2. What will he miss? Kasich said he will miss having the power to fix problems that afflict people who are down and out. “That’s the coolest thing about the job.”
3. Vetoes. Kasich promised to use his veto pen at the last possible second but he declined to specifically say which bills he would be rejecting later this month. But he gave some hints when he said he had no interest in giving the gun lobby any more power — House Bill 228, an expansion of gun rights, is on his desk now — and he referenced a plan to raise pay for lawmakers and other elected leaders as a “grubby pay bill.” “I have no joy in having to veto stuff but I’m not going to sign stuff that I don’t agree with in a deep way,” he said.
4. Family. The governor’s twin daughters are returning home to the nest for the Christmas holiday but Kasich said he hasn’t noticed a big difference in his life now that he and his wife, Karen, are empty-nesters for the first time in 18 years. He also noted that one daughter recently wrecked her car — no injuries to anyone — but the accident shook him up. “You got to be able to absorb the things that come at you that are really hard,” he said.

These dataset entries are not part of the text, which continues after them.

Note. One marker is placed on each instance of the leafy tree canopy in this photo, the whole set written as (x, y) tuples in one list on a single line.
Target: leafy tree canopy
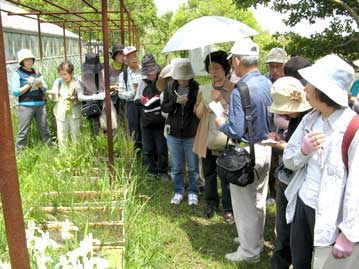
[(340, 37)]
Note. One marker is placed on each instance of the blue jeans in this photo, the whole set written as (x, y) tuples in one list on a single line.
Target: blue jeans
[(180, 149)]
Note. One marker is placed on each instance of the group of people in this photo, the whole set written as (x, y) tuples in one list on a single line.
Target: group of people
[(300, 112)]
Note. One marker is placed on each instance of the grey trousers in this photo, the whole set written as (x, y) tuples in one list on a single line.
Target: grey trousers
[(302, 235), (26, 114), (249, 206)]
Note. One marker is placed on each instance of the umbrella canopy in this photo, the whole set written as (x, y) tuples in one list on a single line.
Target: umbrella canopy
[(207, 30)]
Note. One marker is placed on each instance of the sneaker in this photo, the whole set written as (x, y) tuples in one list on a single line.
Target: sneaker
[(165, 178), (270, 201), (238, 257), (192, 199), (177, 199)]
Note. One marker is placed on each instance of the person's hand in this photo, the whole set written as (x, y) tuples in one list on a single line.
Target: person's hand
[(100, 96), (182, 100), (343, 247), (73, 97), (219, 121), (312, 141), (144, 100), (40, 85), (216, 95), (30, 80), (353, 100)]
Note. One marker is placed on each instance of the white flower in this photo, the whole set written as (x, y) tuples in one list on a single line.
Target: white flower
[(66, 228)]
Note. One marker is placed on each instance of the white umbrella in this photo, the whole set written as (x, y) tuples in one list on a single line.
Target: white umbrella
[(207, 30)]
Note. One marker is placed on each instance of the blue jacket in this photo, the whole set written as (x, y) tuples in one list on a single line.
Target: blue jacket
[(31, 97), (260, 95)]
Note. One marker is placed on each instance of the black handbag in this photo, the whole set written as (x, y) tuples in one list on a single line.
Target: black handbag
[(237, 166), (91, 109)]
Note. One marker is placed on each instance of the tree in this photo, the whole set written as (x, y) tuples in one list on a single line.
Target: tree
[(197, 8), (340, 37)]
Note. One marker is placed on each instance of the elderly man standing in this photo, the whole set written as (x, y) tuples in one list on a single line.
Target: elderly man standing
[(276, 59), (128, 85), (249, 203)]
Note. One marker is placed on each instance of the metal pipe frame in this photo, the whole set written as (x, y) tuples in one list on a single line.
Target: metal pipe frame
[(111, 161), (9, 185)]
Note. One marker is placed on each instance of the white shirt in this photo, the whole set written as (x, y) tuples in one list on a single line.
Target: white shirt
[(338, 200), (309, 191)]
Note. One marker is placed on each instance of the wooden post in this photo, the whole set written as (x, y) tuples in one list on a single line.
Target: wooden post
[(80, 45), (40, 38), (64, 35), (122, 11), (107, 90), (9, 184)]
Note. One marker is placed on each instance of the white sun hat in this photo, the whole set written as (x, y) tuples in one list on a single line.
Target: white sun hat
[(244, 47), (332, 76), (182, 70), (25, 54)]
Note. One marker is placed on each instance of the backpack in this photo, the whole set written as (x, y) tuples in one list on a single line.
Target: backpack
[(348, 137), (151, 114)]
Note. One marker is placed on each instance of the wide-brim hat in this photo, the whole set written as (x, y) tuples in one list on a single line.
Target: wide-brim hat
[(92, 64), (288, 96), (277, 55), (164, 76), (118, 47), (332, 76), (25, 54), (149, 65), (183, 70), (128, 50)]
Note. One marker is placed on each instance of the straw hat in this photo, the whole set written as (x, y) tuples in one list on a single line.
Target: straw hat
[(164, 76), (332, 76), (277, 55), (288, 96), (25, 54), (183, 70)]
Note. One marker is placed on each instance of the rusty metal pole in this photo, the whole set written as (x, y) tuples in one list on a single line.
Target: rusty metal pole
[(107, 90), (122, 7), (64, 34), (9, 186), (129, 28), (80, 45), (98, 43), (40, 38)]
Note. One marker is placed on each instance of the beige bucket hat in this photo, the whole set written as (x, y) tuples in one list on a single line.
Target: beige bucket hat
[(288, 96), (332, 76)]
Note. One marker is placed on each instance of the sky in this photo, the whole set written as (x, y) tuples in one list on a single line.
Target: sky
[(274, 24)]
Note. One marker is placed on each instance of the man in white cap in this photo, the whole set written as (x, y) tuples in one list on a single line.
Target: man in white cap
[(276, 59), (128, 84), (29, 86), (249, 203)]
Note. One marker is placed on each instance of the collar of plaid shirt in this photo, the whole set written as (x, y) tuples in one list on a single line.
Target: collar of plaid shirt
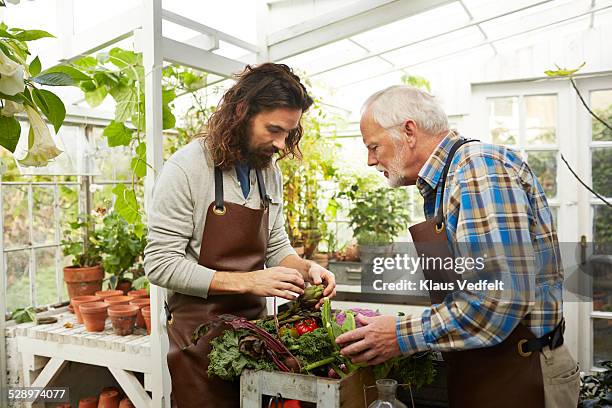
[(430, 173)]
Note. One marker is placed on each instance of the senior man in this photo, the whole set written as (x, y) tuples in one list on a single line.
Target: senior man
[(503, 349)]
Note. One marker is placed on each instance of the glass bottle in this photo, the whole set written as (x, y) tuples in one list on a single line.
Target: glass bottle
[(386, 395)]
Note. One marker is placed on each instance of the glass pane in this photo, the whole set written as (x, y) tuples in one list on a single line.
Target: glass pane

5. Future. The governor is considering writing another book — his fifth. There is no working title yet and Kasich described it this way: “It’s about whether you matter or not. Do you know you’re going to die? What is your temporal purpose and what is your eternal destiny?”
6. Driving. After eight years of being shuttled by the Ohio Highway Patrol, Kasich got behind the wheel this week and drove himself around Columbus.
7. Politics and Religion. Kasich, who never hesitates to express his faith, said he is worried about religion and government mixing. “Religion can affect my being but I am not there to shove my religion down your throat,” he said. “…We do not want to sully religion with politics and we don’t want to have religion in the government. That’s not what this country has been about. That does not mean we’re not a moral people.”
8. Gun Violence. The governor repeated his call for elected leaders to address gun violence through what he considers reasonable restrictions such as adopting a red flag law that would allow police or family members to petition a court to temporarily remove firearms from someone who appears to be a danger to themselves or others. Kasich said shootings are so common now that he finds himself advising his daughters to always look for the exits in public places.